Heading west may be best for Japanese players

If history is any indication, adjusting to the big leagues may be a bit more difficult for Daisuke Matsuzaka while playing on the East Coast.

Originally Published: December 15, 2006
By Rob Neyer | ESPN Insider
In case you haven't noticed, the track record of Japanese stars heading to the cauldron of Northeast baseball is not real good. Sure, the Pacific time zone teams have done well with Asian players: Ichiro Suzuki, Hideo Nomo, Kenji Johjima, Shigetoshi Hasegawa, Akinori Otsuka ... all these players have been as good as their first U.S. teams could possibly have hoped. The East Coasters, though? Not so much.

Granted, only five Japanese players have gone straight from the Japanese Central or Pacific League to a team east of the Appalachians. I would argue that Tsuyoshi Shinjo, who joined the Mets in 2001, shouldn't be considered a potential impact player because he really wasn't a star in Japan. That leaves four: pitchers Hideki Irabu (Yankees) and Masato Yoshii (Mets), outfielder Hideki Matsui (Yankees) and second baseman Kazuo Matsui (Mets).

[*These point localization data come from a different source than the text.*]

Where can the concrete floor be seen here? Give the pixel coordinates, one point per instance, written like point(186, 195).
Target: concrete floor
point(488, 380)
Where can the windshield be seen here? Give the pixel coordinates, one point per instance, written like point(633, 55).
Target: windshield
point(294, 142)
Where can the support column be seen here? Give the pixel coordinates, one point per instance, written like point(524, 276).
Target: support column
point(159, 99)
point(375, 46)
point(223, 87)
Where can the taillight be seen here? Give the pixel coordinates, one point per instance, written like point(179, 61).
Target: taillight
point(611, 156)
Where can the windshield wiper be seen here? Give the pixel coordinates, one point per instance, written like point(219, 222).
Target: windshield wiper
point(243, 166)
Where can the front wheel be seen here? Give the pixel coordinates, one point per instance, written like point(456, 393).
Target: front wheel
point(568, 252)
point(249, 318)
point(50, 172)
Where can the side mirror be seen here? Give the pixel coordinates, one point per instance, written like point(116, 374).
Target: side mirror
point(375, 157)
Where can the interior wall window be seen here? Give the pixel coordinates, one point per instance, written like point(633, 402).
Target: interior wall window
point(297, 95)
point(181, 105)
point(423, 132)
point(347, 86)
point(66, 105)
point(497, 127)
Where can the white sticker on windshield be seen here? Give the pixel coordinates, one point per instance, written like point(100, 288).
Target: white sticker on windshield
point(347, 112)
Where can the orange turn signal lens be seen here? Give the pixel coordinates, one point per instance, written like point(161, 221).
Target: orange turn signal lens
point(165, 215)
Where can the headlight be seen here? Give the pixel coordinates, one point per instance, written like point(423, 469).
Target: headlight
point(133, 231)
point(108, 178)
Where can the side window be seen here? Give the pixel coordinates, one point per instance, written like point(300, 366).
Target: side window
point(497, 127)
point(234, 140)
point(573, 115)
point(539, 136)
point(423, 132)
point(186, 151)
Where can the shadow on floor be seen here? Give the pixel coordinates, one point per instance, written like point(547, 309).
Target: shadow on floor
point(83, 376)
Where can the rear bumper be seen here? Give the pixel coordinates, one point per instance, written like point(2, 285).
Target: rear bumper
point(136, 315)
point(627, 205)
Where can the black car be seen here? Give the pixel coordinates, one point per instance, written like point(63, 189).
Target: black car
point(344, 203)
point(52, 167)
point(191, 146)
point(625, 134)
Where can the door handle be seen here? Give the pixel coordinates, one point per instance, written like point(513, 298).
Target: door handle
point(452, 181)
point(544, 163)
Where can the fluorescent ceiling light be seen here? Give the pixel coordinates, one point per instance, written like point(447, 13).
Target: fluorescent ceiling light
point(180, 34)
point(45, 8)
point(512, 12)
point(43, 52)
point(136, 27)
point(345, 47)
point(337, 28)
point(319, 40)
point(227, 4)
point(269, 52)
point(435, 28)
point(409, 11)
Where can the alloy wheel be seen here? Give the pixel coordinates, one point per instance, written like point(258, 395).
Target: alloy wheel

Two of those players were unmitigated disasters. Irabu was jeered by Yankees owner George Steinbrenner and picked up a decidedly unflattering nickname: Head-achy I-rob-you. He was never particularly healthy, and he never pitched particularly well. Kaz Matsui joined the Mets in 2004, with an impeccable track record. In Japan, he was a power-hitting shortstop, averaging 29 homers per season over his last four seasons. When the Mets got him, he was still only 28, theoretically in the prime of his career. In the three seasons since then, Matsui has hit 13 home runs. Rarely has $20 million been spent so ill.